One sociological theory displayed is evident in how Lou Anne embraces the social exchange theory. This theory posits the idea that human interaction is predicated upon how much reward a particular interaction can be gained. When Lou Anne enters her classroom, it is clear that her "posse don't do homework." She has to embrace the social exchange theory in working with her students. Self- defense teachings, the willingness to use karate, as well as the use of candy bars and the trip to the amusement park are all examples of the social exchange theory in action. As Lou Anne gains their trust and is able to say, "In my classroom, poetry is its own reward," the social exchange theory is embodied in a more abstract manner. Lou Anne makes the case to her students that if they demonstrate habits of academic success, they be rewarded with measurable gains. She makes this case in both tangible and intangible terms, defining the elements of the social exchange theory.
In the mentoring of Callie Roberts, Lou Anne demonstrates the feminist social theory. She is able to bond with Callie as a woman. In the interaction from woman to woman, feminism as a social theory is embraced. This theory posits that there are conditions that bind and connect all women to one another, suggesting that solidarity between women is a real construct. In her appeals to Callie, Lou Anne is knowledgeable that she might be able to reach her as a woman and not merely as a teacher or as an instrument of the system. The relationship that develops between both women can be fostered because of a feminist idea that suggests a condition in which women are able to understand one another because of conditions that impact them as women.
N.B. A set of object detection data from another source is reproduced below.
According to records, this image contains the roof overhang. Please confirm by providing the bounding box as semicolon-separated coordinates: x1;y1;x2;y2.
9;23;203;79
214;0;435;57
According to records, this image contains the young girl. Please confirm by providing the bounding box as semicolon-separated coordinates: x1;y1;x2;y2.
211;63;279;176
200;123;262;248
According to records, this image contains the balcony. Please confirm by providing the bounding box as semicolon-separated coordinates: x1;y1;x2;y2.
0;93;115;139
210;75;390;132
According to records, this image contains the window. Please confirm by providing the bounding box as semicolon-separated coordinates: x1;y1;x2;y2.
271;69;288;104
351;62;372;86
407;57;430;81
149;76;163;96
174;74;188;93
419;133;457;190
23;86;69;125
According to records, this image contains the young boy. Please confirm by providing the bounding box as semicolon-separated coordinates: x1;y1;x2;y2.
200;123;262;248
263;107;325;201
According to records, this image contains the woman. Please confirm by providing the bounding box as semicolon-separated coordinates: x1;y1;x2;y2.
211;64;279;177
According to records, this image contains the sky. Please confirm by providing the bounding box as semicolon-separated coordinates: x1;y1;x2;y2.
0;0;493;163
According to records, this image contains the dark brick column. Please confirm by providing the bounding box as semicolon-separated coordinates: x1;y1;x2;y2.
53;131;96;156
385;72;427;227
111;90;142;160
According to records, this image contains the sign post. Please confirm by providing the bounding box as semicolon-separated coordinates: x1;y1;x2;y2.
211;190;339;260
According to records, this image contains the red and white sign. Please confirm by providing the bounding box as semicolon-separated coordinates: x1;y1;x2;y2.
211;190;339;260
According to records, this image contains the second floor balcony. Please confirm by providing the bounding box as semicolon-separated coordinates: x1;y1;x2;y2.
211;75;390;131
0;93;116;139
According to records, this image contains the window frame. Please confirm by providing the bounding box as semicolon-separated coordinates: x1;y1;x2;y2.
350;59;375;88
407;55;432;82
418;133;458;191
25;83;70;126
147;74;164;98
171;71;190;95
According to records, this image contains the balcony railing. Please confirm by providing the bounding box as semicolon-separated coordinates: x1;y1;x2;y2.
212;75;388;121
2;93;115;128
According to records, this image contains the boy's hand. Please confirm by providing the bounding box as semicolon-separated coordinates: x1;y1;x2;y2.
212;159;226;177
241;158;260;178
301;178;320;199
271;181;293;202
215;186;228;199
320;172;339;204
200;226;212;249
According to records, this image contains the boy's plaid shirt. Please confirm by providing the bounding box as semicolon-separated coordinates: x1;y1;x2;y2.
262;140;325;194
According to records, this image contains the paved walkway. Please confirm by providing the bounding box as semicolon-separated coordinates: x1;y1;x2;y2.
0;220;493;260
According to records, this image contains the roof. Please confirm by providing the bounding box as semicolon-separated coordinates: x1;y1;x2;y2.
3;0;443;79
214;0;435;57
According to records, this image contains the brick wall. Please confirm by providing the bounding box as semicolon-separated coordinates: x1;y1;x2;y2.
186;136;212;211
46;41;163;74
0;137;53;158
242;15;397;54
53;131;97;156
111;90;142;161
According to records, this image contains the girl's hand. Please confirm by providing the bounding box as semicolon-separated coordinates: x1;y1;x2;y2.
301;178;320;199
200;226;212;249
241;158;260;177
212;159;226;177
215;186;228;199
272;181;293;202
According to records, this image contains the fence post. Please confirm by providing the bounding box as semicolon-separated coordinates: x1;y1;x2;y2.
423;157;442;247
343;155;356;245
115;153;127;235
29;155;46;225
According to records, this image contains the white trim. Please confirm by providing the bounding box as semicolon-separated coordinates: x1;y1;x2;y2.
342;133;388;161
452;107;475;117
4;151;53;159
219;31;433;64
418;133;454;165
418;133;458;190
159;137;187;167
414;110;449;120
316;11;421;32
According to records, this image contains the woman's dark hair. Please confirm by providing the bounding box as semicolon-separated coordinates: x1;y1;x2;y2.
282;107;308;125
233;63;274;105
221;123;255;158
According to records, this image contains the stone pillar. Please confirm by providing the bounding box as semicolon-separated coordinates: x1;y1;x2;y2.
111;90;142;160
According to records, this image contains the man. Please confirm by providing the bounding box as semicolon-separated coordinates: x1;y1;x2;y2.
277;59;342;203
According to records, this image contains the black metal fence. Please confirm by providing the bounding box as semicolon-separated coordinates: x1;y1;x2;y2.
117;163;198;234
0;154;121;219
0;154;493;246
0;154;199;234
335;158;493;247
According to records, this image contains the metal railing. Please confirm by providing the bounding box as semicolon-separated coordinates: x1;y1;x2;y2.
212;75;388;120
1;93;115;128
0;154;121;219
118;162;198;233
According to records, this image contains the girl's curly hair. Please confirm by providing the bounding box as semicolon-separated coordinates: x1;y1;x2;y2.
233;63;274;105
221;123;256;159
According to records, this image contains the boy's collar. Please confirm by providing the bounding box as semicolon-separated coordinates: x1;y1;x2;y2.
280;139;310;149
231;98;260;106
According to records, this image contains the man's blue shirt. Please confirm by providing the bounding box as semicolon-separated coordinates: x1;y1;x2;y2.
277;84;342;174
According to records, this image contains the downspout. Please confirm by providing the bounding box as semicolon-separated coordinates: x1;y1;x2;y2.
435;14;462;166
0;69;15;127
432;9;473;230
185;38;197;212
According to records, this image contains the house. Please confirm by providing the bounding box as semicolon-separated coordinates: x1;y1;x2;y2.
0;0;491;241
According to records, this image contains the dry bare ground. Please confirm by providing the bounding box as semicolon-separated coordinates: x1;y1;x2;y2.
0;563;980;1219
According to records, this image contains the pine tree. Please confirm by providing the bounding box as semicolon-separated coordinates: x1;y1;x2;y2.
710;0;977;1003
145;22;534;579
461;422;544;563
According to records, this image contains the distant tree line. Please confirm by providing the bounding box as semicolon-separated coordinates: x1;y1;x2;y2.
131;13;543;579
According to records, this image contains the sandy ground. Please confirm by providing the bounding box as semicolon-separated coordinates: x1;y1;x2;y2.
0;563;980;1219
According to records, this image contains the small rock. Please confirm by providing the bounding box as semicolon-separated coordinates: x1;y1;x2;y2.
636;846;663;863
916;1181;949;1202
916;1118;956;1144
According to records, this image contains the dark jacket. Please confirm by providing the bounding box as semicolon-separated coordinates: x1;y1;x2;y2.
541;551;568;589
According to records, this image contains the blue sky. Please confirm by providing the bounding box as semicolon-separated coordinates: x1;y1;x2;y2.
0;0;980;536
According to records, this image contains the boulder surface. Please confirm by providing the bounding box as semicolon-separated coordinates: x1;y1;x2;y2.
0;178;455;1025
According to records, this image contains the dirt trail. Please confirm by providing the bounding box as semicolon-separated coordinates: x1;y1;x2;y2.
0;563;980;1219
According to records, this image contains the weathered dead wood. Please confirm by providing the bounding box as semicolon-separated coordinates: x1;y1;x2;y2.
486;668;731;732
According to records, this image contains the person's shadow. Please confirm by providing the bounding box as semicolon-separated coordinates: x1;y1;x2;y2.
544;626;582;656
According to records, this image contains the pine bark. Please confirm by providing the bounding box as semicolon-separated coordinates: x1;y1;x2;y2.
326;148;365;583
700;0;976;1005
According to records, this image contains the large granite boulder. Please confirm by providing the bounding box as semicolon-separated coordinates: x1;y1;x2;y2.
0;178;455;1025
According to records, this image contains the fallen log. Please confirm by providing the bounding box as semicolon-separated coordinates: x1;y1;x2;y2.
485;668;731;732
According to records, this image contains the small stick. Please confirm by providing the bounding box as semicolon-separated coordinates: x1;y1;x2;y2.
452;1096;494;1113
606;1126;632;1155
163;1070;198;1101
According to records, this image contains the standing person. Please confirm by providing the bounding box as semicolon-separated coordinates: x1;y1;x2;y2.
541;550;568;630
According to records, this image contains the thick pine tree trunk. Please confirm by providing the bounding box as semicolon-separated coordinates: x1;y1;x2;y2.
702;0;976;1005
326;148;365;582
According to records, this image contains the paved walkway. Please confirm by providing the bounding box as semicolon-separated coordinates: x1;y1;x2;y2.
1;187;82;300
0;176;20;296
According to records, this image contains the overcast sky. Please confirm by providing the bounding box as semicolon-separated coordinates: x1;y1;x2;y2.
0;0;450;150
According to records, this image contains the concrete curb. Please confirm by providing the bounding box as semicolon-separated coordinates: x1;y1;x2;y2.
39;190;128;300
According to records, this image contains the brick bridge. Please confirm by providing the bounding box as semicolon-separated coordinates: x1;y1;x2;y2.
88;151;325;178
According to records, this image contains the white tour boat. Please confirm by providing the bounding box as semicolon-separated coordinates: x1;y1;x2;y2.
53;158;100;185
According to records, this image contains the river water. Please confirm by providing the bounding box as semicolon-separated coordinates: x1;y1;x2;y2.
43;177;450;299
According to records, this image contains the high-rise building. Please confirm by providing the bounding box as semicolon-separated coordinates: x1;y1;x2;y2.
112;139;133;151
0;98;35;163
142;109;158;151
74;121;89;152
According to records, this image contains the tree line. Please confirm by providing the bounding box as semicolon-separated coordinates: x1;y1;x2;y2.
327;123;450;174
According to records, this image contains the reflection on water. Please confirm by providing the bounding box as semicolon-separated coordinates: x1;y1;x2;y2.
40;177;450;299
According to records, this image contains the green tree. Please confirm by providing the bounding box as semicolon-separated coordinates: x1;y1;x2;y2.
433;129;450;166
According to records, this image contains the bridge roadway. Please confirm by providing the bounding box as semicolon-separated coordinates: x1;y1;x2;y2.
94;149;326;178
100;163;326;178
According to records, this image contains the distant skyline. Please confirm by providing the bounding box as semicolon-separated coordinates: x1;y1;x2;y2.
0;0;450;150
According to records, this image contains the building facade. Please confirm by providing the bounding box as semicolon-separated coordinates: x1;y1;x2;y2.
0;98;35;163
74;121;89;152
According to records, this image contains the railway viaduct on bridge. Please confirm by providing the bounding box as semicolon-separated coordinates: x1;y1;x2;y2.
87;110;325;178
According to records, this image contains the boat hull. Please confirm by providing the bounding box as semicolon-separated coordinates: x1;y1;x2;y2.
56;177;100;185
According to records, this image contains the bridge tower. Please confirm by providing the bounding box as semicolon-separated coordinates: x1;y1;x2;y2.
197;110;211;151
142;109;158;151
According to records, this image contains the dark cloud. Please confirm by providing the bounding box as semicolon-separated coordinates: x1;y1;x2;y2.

The conflict theory of Karl Marx is evidenced in the school's setting. Lou Anne does not teach in Beverly Hills or Palo Alto. She is not teaching in an economically advanced community. She is teaching in an economically challenged area outside of Los Angeles. It becomes clear that she is seeking to empower students who lack such autonomy in the world around them. When she challenges their assertion with the idea that "There are no victims in this classroom," it is an affirmation of the Marxist conflict theory that seeks to empower those who lack a sense of control and voice. Emilio's narrative of the harsh street life is a reflection of the conflict theory that Lou Anne advocates in her advocacy for him. As Lou Anne is asking her students to critically examine the world and their place in it, she is engaging in theory of social phenomenology. In this setting, society is a social construct. The same construction that labels Lou Anne as "whitebread" and statements such as "You that white bread b*** messing up my babies' minds!" are examples of social phenomenology because they force reexamination of social constructs. What defines being "white" and "messing up" the minds of children are a part of this process. Lou Anne teaches her students and experiences the implications of social phenomenological theory throughout the film.